Montag, 12. September 2022

Aloha Snackbar: Ein Ruf mit Ruf

von Mirjam Lübke...

Ansbach - es ist mal wieder geschehen. Ein Messerangriff, begleitet von jenem Ruf, der angeblich auf kein religiöses Motiv hindeutet. Das erklärt man uns jedes Mal, wenn ein junger Mann aus dem berüchtigten Kulturkreis mit Küchenutensilien Jagd auf Passanten macht. Da ruft man eben mal "Allahu Akbar", aber das hat nichts zu bedeuten. Keineswegs darf daraus geschlossen werden, dass der Täter sich im Djihad-Modus befindet, weil das sündhafte Europa zum "dar al-harb" gehört, dem Haus des Krieges, in dem man sich gern einmal so aufführen darf. Das wäre nicht nur imageschädigend für die Religion des Friedens, sondern auch teuer für den Staat, der den Opfern religiösen Terrors oder ihren Hinterbliebenen Entschädigungen zahlen muss. Nicht immer geht es um die multikulturelle Agenda, sondern hin und wieder auch ums liebe Geld. Ein noch schäbigerer Grund für die Verschleierung der Tatmotive.

 
Islamische Lobbygruppen sorgen sich nach jedem Mord mit "Allahu Akbar"-Ruf um das Image ihrer Religion weitaus mehr als um den Kausalzusammenhang gewisser Passagen in ihrem heiligen Buch mit in Europa begangenen Taten. Sawsan Chebli machte uns schon vor ein paar Jahren weis, dass der Ruf auch verwendet würde, um an der Strandpromenade hübschen Frauen hinterherzupfeifen, was in diesem Fall dann offenbar weniger sexistisch ist.
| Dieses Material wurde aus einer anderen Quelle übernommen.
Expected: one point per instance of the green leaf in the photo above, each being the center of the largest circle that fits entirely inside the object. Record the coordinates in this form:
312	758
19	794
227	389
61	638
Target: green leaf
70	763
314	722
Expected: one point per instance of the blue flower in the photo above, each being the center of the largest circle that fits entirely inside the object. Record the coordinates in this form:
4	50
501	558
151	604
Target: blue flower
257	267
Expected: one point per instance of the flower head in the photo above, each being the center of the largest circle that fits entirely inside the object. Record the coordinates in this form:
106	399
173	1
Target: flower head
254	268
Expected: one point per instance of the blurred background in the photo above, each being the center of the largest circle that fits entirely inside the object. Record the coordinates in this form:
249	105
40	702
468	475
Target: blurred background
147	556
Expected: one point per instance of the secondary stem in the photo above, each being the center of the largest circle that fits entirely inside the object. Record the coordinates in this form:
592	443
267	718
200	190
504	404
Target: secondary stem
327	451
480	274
Islamisten rufen dazu auf, im Kampf gegen den verabscheuenswürdigen Westen zu jeder frei verfügbaren Waffe zu greifen. Dazu zählen ausdrücklich auch Küchenmesser. In Israel besteht das Problem ebenfalls schon länger, dort kommt es zu ähnlichen Überfällen auf Zivilisten. Die Terrorgruppen haben erkannt, dass es für sie einfacher ist, jeden Sympathisanten zur Tat zu motivieren als große Anschläge zu planen. Der Effekt, dass alles als Einzeltat abgetan wird, ist dabei durchaus gewünscht: Es verbreitet den Mythos des einsamen, verzweifelten Täters, der doch nur auf die Situation seines Volkes aufmerksam machen will.
 
In Deutschland scheint man davor längst kapituliert zu haben - dahinter steckt wohl die magische Vorstellung, dass es nicht mehr passieren wird, wenn man artig die Füße stillhält und dem Phänomen nicht weiter nachgeht. Wie ein Kind, welches von den Eltern misshandelt wird und diesen umso mehr gefallen möchte, weil es sich für schuldig und minderwertig hält. Aber solche Eltern werden nie zufrieden sein. Das Gericht, welches jüngst den Islamkritiker Michael Stürzenberger zu einer halbjährigen Haftstrafe - ohne Bewährung! - verurteilte, dürfte aus ähnlichen Motiven heraus gehandelt haben. Nicht, weil Stürzenberger etwas Falsches gesagt hätte, sondern gerade, weil er in ein Wespennest gestochen hat. Das ist den Deutschen peinlich, man neigt hier generell dazu, nicht den Unruhestifter in seine Schranken zu weisen, sondern denjenigen, welcher versucht, dem Übergriffigen Grenzen aufzuzeigen. Wenn wir dem Drachen eine Jungfrau opfern, wird er uns in Ruhe lassen, jedenfalls im Moment. Michael Stürzenberger hat durchaus versucht, mit jungen Muslimen ins Gespräch zu kommen, erhielt als Antwort allerdings oft nur ein freundliches "Halt die Fr**e, Alman!".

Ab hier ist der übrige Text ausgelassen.